Как много у меня связано со словом «лейтенант»! Я вспоминаю дядю Васю — летчика. Он приезжал в сороковом году на побывку в Москву. На нем было новое обмундирование, два кубика в петлицах, хрустящий ремень и портупея. Какой-то особый военный аромат исходил от него. Аромат военного самолета, голубого неба и начищенных до блеска сапог. Я не спускал с дяди глаз.
Дядя Вася ходил по комнате и рассказывал о полетах, а все наши сидели за столом и слушали…
«Будет дело, если я вдруг приеду на фронт и встречу дядю Васю, — подумал я. — Он, конечно, уже не лейтенант, а капитан. „Здравия желаю, товарищ капитан!“».
На самом деле я никогда не крикну дяде Васе: «Здравия желаю». В первые дни войны его уже не было в живых.

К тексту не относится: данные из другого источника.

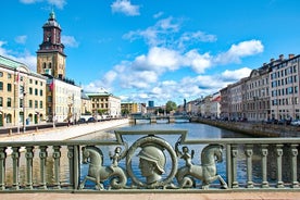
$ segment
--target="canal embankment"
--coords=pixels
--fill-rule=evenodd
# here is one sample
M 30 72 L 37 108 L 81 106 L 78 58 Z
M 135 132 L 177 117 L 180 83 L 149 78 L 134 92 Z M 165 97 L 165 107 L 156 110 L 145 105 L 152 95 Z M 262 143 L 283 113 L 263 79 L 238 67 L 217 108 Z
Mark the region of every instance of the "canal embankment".
M 128 118 L 111 120 L 95 123 L 77 124 L 72 126 L 53 127 L 37 129 L 20 134 L 1 135 L 0 141 L 54 141 L 66 140 L 70 138 L 92 134 L 128 124 Z
M 215 121 L 202 117 L 192 117 L 191 122 L 208 124 L 220 128 L 247 134 L 252 137 L 299 137 L 300 127 L 252 122 Z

Его штурмовик был подбит, и он сгорел в нем, не долетев до земли…
— Берзалин Владимир Николаевич, — услышал я и, обернувшись к Вовке, увидел, как полыхнуло его лицо.

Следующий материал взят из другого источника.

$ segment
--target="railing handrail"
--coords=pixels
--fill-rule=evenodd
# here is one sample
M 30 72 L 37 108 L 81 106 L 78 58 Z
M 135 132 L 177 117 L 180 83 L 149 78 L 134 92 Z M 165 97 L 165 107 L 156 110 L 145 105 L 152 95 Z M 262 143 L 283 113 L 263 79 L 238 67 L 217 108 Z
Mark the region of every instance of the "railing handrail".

Я незаметно пожал ему руку.
С каждой минутой волнение все больше подступало ко мне…
Гаврилов, Гашвили, Гуляев…
«А что, если не назовут? Но ведь я учился не хуже Вовки».
— Денисов Николай Павлович, — произнес майор, и внутри у меня лопнула какая-то струна, и мне стало спокойно.
Вовка пожал мне руку.
Из наших ребят все получили звание лейтенанта. Только Гурька — младший лейтенант. Спать надо было поменьше.

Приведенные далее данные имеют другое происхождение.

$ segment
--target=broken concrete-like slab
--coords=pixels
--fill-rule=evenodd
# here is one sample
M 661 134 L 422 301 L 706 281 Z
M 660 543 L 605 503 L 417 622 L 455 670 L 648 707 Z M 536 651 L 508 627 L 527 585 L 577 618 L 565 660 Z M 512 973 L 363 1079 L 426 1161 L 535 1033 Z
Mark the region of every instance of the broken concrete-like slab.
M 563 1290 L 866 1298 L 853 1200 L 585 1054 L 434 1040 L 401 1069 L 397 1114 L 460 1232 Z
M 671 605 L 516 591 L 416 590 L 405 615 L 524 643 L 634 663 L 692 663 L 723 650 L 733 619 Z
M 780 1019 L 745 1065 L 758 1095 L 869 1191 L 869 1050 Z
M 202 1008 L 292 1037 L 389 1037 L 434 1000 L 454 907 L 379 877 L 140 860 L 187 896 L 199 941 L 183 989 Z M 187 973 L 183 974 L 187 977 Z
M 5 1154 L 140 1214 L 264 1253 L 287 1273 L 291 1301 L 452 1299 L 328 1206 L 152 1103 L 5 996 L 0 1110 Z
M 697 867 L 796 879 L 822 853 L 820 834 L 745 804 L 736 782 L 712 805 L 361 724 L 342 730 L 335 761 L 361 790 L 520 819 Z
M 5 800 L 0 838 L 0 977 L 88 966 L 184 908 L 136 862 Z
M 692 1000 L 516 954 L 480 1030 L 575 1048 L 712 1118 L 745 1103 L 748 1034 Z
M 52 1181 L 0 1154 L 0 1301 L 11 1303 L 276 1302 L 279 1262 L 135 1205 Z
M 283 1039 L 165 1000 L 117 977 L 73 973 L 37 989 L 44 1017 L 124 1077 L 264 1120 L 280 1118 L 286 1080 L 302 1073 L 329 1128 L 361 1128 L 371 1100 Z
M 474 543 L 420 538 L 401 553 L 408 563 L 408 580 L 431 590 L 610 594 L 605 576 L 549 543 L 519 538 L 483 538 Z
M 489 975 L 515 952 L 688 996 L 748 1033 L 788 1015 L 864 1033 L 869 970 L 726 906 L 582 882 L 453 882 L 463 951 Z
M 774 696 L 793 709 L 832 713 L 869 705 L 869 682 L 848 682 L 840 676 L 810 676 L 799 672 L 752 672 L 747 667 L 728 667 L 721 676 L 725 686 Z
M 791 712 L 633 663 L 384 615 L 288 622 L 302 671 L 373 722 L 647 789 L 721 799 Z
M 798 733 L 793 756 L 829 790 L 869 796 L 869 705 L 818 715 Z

— Поздравляю вас, товарищи! — громко крикнул майор.
— Служу Советскому Союзу! — бодро ответили мы.
К каптерке, где выдают форму, мы шли с песней.
Наш Вольнов запел о Щорсе:
Голова обвязана,
Кровь на рукаве.
След кровавый стелется
По сырой траве.
Каптенармус стоял у входа в свое учреждение, и никакой радости на его лице не было. Вообще он человек странный. Небольшого роста, глаза у него черные, бегающие, будто он все время боится что-то проморгать.
В каптерке навалены в куче гимнастерки, брюки, сапоги, портянки, ремни.
Мы бросились к куче, но каптенармус остановил нас величественным жестом.
— Что это вам, шарашкина лавочка или склад военного училища? А ну вставай в очередь по алфавиту!
Каптенармус не спрашивал размера. Глаза его пробегали по курсанту сверху вниз. Он запускал руку в огромную кучу обмундирования и доставал пару.
— Ты уж мне поверь, — говорил каптенармус, — в этом наряде ты будешь как леди Гамильтон!
Я примерил гимнастерку, сапоги. У меня фигура стандартная.
Ремень и портупея приятно пахли кожей и поскрипывали точно как у дяди Васи. Каптенармус дал мне восемь кубиков в бумажке: четыре на гимнастерку, по два на каждую петлицу и четыре на шинель. Здесь же были четыре эмблемы — скрещенные стволы орудий.
Я и раньше видел такие кубики с красной эмалью и эмблемы, будто отлитые из золота. Но то были чужие, а эти — мои.
— Покажи ногу! — сказал каптенармус. — Сорок три или, может быть, не так?
Оказалось, именно сорок три.
Я надевал сапоги, когда ко мне подошел Вовка. Гимнастерка свисала с его плеч.
— Не хочет менять, — сказал Вовка.
— Это обмундирование не подходит лейтенанту Берзалину, — твердо сказал я, подойдя к каптенармусу.
— Если мама забыла сделать ему плечи, то как каптенармус может переделать его в Минина и Пожарского?
Окинув Вовку взглядом, каптенармус засунул руку в кучу обмундирования.
— На, — сказал каптенармус, — и уже лучше этого ты не найдешь даже в индпошиве.
Вовка примерял гимнастерку, а Вольнов уже прикрепил кубики к петлицам, надел ремень и портупею. С лица его не сходила радостная ухмылка.
— Теперь мы люди! — сказал Вольнов. — Куда ни придешь, все видят — лейтенант. Почет и уважение.